The artists in “Measure Your Existence” come from a broad range of philosophical and theoretical backgrounds, and collectively their work spans five decades, yet they all respond to history, change, duration, memory, loss, disappearance and reappearance. Felix Gonzalez-Torres’s “Untitled” (Placebo) (1991) has an ideal weight of 1,200 pounds. In this manifestation of the work, silver-wrapped hard candies are arranged as a large carpet on the gallery floor. Visitors can choose to take individual pieces of candy, making them active participants in the physical form that the work takes in this particular exhibition. While the candies will dwindle as individuals take from the work, the exhibitor can replenish the candies as they see fit.  “Untitled” (Placebo) can be understood as a means of registering the poetic boundaries between public and private, art and life, and the transitory nature of each moment. Similarly, ephemera and documentation from Tehching Hsieh’s “One Year Performance” (1980–81) highlight the passage of time and the disappearance of the self, as for a full year the artist marked every hour by punching a timecard in his studio. Hsieh documented the performance by taking a self-portrait next to the time clock at each hour.

Chapter I. Taryn Simon, from A Living Man Declared Dead and Other Chapters I–XVIII, 2011.© Taryn Simon. Image courtesy the artist.

Participation is at the heart of Lee Mingwei’s “The Letter Writing Project” (1998), which invites visitors to enter a booth and write letters of remembrance to a deceased or absent loved one, or write letters of forgiveness and gratitude. The work reflects on trust, the exchange of unspoken words, and the possibility of making amends. In Taryn Simon’s photographic and textual project “A Living Man Declared Dead and Other Chapters I–IVIII” (2008–11), the external forces of territory, power, circumstance, and religion collide with the internal forces of psychological and physical inheritance. The work considers the fragile nature of survival, mapping the relationships among chance, blood, and other components of fate.

The disappearance of people and places haunts Shilpa Gupta’s “1:14:19 / 1188.5 Miles of Fenced Border — West, North-West / Data Update: Dec 31, 2007” (2011–12). When multiplied by the ratio in the title, the length of the white thread wound into a large oval-shaped object equals that of the fenced border between India and Pakistan. The static and poetic form of the artwork stands in contrast to the disputed, volatile border where national and social identifications shift and are reinforced. Reality and fiction also blend in Meiro Koizumi’s “My Voice Would Reach You” (2009). To create the video, Koizumi asked an actor to write a letter to his deceased mother, which Koizumi then turned into a script for the actor to follow when randomly calling Japanese companies and inviting his mother out for the weekend. The ensuing conversations captured on film document the actor’s deep, moving emotions of loss and grief.

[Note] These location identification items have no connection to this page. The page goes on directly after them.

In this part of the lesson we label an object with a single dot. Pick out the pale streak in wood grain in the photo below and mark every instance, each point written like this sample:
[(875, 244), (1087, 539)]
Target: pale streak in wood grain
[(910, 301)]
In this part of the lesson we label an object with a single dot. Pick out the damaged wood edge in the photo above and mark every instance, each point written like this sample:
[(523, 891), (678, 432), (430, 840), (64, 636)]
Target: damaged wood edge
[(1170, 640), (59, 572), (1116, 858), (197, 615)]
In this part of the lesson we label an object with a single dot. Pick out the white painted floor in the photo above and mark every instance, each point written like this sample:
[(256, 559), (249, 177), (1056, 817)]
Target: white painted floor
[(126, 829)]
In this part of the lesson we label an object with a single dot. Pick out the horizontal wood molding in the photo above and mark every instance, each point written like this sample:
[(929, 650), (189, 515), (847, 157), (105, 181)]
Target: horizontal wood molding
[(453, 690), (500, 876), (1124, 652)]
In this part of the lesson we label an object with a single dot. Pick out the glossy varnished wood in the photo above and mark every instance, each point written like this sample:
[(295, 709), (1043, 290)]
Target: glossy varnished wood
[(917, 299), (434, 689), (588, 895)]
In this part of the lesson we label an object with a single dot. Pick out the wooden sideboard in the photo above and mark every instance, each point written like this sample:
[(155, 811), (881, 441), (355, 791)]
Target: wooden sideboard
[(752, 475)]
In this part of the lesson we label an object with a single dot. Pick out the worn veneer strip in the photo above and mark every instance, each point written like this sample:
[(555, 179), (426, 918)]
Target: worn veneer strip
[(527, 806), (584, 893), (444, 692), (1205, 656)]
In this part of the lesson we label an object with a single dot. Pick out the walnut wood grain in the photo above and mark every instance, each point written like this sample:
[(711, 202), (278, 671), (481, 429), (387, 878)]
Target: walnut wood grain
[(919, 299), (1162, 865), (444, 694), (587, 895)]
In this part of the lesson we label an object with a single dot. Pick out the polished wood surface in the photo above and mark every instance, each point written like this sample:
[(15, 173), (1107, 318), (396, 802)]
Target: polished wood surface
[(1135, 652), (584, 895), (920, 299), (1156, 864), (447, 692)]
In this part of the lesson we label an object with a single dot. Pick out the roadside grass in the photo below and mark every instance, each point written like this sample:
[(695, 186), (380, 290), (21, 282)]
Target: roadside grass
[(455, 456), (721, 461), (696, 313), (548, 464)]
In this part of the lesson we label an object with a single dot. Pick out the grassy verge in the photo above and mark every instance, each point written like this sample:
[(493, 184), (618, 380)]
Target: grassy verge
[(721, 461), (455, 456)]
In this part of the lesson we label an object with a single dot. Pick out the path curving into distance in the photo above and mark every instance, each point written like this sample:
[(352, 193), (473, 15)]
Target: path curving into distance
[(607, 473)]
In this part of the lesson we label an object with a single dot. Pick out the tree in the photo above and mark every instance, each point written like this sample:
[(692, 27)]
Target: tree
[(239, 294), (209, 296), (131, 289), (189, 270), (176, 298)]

“‘Measure Your Existence’ invites the viewer to experience the concept of impermanence through participation, co-creation, and reflecting on change, duration, and disappearance,” says guest curator Christine Starkman. “The artists make us aware of ourselves sensing the flow of time and change. Materiality is also at the heart of this show.”

As part of the exhibition, artist Lee Mingwei will give a Brainwave talk exploring the mechanics of grief on Saturday, February 29, at the Rubin Museum of Art.

In 2020 the Rubin’s exhibitions, programs, and experiences are unified in exploring the concept of impermanence. Drawing on a diverse range of sources and perspectives — from contemporary art to scientific theories to Buddhist philosophies — the Rubin explores the freedom and ease that comes from letting go of expectations and consciously living in the present.